Nested RooSimultaneous PDFs - PDF Generation

Dear experts , this query is related to the post linked below , but slightly differnt.
Help Generating Dataset from Nested RooSimultaneous

So I am also trying to do what the OP in the above post was doing , I believe, trying to generate roodatasets using nested simultaneous PDFs.

Now, I am trying to do the same thing but with R.RooFit.Extended() option included.

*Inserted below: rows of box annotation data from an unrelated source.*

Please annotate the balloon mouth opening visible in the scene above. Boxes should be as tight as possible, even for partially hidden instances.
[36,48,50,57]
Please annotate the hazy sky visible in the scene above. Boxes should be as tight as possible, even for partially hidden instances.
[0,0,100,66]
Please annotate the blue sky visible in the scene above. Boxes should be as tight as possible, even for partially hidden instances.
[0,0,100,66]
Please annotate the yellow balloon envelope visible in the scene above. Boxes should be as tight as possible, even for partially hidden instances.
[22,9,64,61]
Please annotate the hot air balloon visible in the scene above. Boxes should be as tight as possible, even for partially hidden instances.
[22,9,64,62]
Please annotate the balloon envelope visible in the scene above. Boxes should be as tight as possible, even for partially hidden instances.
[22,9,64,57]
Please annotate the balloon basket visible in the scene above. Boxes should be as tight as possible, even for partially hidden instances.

reso_ws.factory("tagflav[B0,B0bar]")
reso_ws.factory("qr[qr0,qr1,qr2,qr3,qr4,qr5,qr6]")
obs_names = ["deltat", "tagflav", "deltaterr", "r", "mod_mbc", "deltae", "csobdtmu"]
obs_td = R.RooArgSet()
for name in obs_names:
obs_td.add(reso_ws[name])
obs_td.add(reso_ws.obj("qr"))   *# <-- crucial*
R.RooRandom.randomGenerator().SetSeed(23414)
*# ----------------- Create inner SIMUL PDFs per tag -----------------*
reso_ws.factory("
SIMUL::simPdf_sig_btag_all_qr(qr,
    qr0=ext_sig_pdf_td_btag_qr0,
    qr1=ext_sig_pdf_td_btag_qr1,
    qr2=ext_sig_pdf_td_btag_qr2,
    qr3=ext_sig_pdf_td_btag_qr3,
    qr4=ext_sig_pdf_td_btag_qr4,
    qr5=ext_sig_pdf_td_btag_qr5,
    qr6=ext_sig_pdf_td_btag_qr6
)
")

reso_ws.factory("
SIMUL::simPdf_sig_bartag_all_qr(qr,
qr0=ext_sig_pdf_td_bartag_qr0,
qr1=ext_sig_pdf_td_bartag_qr1,
qr2=ext_sig_pdf_td_bartag_qr2,
qr3=ext_sig_pdf_td_bartag_qr3,
qr4=ext_sig_pdf_td_bartag_qr4,
qr5=ext_sig_pdf_td_bartag_qr5,
qr6=ext_sig_pdf_td_bartag_qr6
)
")

reso_ws.factory("
SIMUL::simPdf_sig(tagflav,
    B0=simPdf_sig_btag_all_qr,
    B0bar=simPdf_sig_bartag_all_qr
)
")

*`# Get the top-level SIMUL PDF`*
simul_pdf = reso_ws.pdf("simPdf_sig")
super_cat_sig = simul_pdf.indexCat()

gen_dataset = simul_pdf.generate(
R.RooArgSet(obs_td),`
R.RooFit.AutoBinned(0),
R.RooFit.Extended(),    *# Poisson-fluctuated*
R.RooFit.Verbose()
)

All the ext_ pdfs are extended pdfs (14)

Now, the yield I am giving is 834, but the poisson fluctuation yield is almost half of that 476.

What am I doing wrong?
PFA the output of my geneartor

gen.txt (4.4 KB)

Maybe @jonas can take a look

Continuing the discussion from Nested RooSimultaneous PDFs - PDF Generation

Also, when I do this , I am getting unusually large events, like 2923+2960 = 5883.0 instead of ~ 456!!!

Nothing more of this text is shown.